Monday , May 20 2024
Raising Hope tosses reality out the window, and still manages to soar comedically.

TV Review: Raising Hope – “I Want My Baby Back, Baby Back, Baby Back”

FOX’s Raising Hope presents the second half of a two-part episode as their season finale this week. Entitled “I Want My Baby Back, Baby Back, Baby Back,” this installment finds Jimmy (Lucas Neff) and family locked in a court battle for custody over Hope (Baylie and Rylie Cregut) with his “wife,” Lucy (Bijou Phillips). This follows an episode of Inside Probe, in which Nancy Grace (herself) tells the family’s story, and reveals that Lucy survived her execution. Lucy wins the legal battle, and Jimmy has to leave his parents and Sabrina (Shannon Woodward) behind in order to stay with his daughter.

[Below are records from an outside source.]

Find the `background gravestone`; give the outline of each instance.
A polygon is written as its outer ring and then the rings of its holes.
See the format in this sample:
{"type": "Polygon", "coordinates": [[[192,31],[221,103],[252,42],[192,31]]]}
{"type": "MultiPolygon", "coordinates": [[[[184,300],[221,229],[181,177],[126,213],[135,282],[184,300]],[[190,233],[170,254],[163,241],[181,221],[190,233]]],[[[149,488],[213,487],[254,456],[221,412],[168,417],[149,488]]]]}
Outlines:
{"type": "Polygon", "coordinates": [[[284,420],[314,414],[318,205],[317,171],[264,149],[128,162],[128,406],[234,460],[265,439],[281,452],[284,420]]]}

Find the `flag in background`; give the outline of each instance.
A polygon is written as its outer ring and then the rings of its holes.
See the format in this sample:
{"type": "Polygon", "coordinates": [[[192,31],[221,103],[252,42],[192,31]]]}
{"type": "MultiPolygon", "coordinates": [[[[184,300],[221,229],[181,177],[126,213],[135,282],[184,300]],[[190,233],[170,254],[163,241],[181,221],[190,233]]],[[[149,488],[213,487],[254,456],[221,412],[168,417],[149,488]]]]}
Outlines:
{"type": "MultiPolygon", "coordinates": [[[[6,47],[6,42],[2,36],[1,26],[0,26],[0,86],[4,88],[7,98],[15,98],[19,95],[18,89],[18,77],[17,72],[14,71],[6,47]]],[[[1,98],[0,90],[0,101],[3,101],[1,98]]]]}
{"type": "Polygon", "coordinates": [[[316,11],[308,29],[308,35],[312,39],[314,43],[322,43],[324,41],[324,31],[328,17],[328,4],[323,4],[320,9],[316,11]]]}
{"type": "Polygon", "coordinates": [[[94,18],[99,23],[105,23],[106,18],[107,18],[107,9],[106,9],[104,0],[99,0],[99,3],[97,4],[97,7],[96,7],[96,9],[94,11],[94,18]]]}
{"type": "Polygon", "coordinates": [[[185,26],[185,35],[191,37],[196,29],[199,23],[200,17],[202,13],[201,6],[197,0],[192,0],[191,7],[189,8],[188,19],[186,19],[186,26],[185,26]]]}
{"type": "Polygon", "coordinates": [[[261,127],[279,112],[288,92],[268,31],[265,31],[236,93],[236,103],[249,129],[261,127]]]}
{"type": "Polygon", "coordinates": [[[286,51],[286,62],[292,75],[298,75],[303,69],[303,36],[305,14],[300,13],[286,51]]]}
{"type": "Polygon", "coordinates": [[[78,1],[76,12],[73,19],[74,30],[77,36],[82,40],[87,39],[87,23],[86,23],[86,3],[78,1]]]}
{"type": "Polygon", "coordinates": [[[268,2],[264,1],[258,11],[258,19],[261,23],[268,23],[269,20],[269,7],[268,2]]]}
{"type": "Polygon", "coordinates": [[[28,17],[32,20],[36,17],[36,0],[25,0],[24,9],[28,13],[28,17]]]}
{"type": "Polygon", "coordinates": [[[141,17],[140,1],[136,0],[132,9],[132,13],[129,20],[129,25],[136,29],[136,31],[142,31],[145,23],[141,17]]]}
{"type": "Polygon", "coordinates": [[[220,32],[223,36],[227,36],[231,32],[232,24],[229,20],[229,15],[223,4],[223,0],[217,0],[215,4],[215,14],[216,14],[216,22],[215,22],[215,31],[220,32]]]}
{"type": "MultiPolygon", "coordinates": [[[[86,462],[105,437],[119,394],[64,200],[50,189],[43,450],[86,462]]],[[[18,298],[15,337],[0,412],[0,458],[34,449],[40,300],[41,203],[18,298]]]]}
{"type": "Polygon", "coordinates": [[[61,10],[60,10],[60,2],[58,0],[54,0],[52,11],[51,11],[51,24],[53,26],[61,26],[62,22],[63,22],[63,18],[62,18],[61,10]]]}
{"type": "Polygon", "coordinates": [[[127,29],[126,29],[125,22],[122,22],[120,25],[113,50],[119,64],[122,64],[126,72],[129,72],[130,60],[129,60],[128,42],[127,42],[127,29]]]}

If a comedy series is hilarious enough, it does not need to follow the rules of realism. This is a relief, because Raising Hope leaves such constraints far behind in the dust during these final two episodes. Not only does Lucy survive the electric chair, there is a jailhouse wedding, complete with a prisoner allowed a knife to cut the cake, a jury made up purely of miners who were trapped underground for six months, and so don’t know Lucy is a serial killer, Shelley (Kate Micucci) is allowed to testify with a ukelele, and Lucy will most likely survive being hit by a bus. The last of which is welcome, because Phillips is such a joy during her guest stints on the show. And with Jimmy needing a divorce, she will have to return again.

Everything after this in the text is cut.